Hearing compliments might make my day, but in the end I still struggle to see it whenever I look at my reflection. Aside from looks I've never been complimented or have gotten positive feedback from anyone based on what I've done, so no confidence in that area.
 

sahxox

Well-known member
I've been thinking about this again. Physical attractiveness is a stregnth, just like anything else. Intelligence, sportiness, musical ability etc. I don't think it can be viewed as a sole entity - it's just one of many factors used to measure the potential of a human being. Hollywood's stuffed us up here... the hot people in those silly high school movies are always the most sociable and popular/happy people. The uncool people are usually unattractive by default, so we get a bit muddled up when 'goodlooking' people have social anxiety/low confidence.
 

mondaydecember

New member
Nope.
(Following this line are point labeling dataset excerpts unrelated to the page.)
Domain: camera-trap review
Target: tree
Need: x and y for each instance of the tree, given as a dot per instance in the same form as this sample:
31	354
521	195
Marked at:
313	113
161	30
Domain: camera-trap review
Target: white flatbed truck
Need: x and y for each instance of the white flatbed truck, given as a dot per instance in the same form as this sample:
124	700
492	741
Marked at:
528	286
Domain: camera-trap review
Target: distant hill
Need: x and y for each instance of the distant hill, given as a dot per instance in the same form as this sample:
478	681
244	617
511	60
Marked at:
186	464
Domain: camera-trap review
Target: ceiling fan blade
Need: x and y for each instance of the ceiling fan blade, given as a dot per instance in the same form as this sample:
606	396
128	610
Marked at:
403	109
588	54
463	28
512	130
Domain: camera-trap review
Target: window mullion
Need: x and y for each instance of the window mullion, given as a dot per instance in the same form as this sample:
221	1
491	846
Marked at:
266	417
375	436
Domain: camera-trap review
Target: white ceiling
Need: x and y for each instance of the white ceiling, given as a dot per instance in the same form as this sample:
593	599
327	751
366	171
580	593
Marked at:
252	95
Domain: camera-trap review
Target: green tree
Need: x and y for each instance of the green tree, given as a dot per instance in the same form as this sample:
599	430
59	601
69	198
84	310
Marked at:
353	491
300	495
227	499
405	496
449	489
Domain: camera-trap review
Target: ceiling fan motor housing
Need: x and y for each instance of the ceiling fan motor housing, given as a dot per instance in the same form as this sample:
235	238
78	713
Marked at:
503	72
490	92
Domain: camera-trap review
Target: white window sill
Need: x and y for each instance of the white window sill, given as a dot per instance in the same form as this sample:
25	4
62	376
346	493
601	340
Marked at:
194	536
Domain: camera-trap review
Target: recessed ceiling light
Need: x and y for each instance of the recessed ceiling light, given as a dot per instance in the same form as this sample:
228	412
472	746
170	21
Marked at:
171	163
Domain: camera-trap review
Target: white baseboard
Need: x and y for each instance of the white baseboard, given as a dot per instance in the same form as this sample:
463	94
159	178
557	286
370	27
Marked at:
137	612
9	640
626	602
Never in my life. Sure, I've been told by my friends that I'm pretty, but I'm pretty sure they said to cheer me up. Oh well, who cares anyway?

Everybody. Cares. Nuff said.
 
I've been thinking about this again. Physical attractiveness is a stregnth, just like anything else. Intelligence, sportiness, musical ability etc. I don't think it can be viewed as a sole entity - it's just one of many factors used to measure the potential of a human being. Hollywood's stuffed us up here... the hot people in those silly high school movies are always the most sociable and popular/happy people. The uncool people are usually unattractive by default, so we get a bit muddled up when 'goodlooking' people have social anxiety/low confidence.

Very true.
 
I'm not the girl who walks into the room and everyone's like "WHOA, DAYUMM!" (that'd be my blonde sister lol) but have been complimented on a classic kind of beauty. Yet despite this, neither of us have much social confidence and are reserved beyond where we'd like to be at. :/ My answer to the title is that 'good looks' are wasted without a stable personality to back them up... they can't solely be relied upon as a source of confidence.

And this as well.

Yeah I'm no bombshell myself, I have that sort of classic look too I suppose. I have very fair skin and people sometimes say insulting things to me about it ("you need some sun!"). I also look young for my age, which often makes me feel bad about myself in situations where I would like to look more mature. So it's a mix. I sometimes feel good about myself, sometimes bad, but I don't think it's all tied up in looks. It depends on my overall outlook on life, really. When I feel like I look nice it can help, but when it comes to the major problems I have in the workplace and such, I never go home and agonize about how I look - it's all about my personality/anxiety disorder. If that makes sense.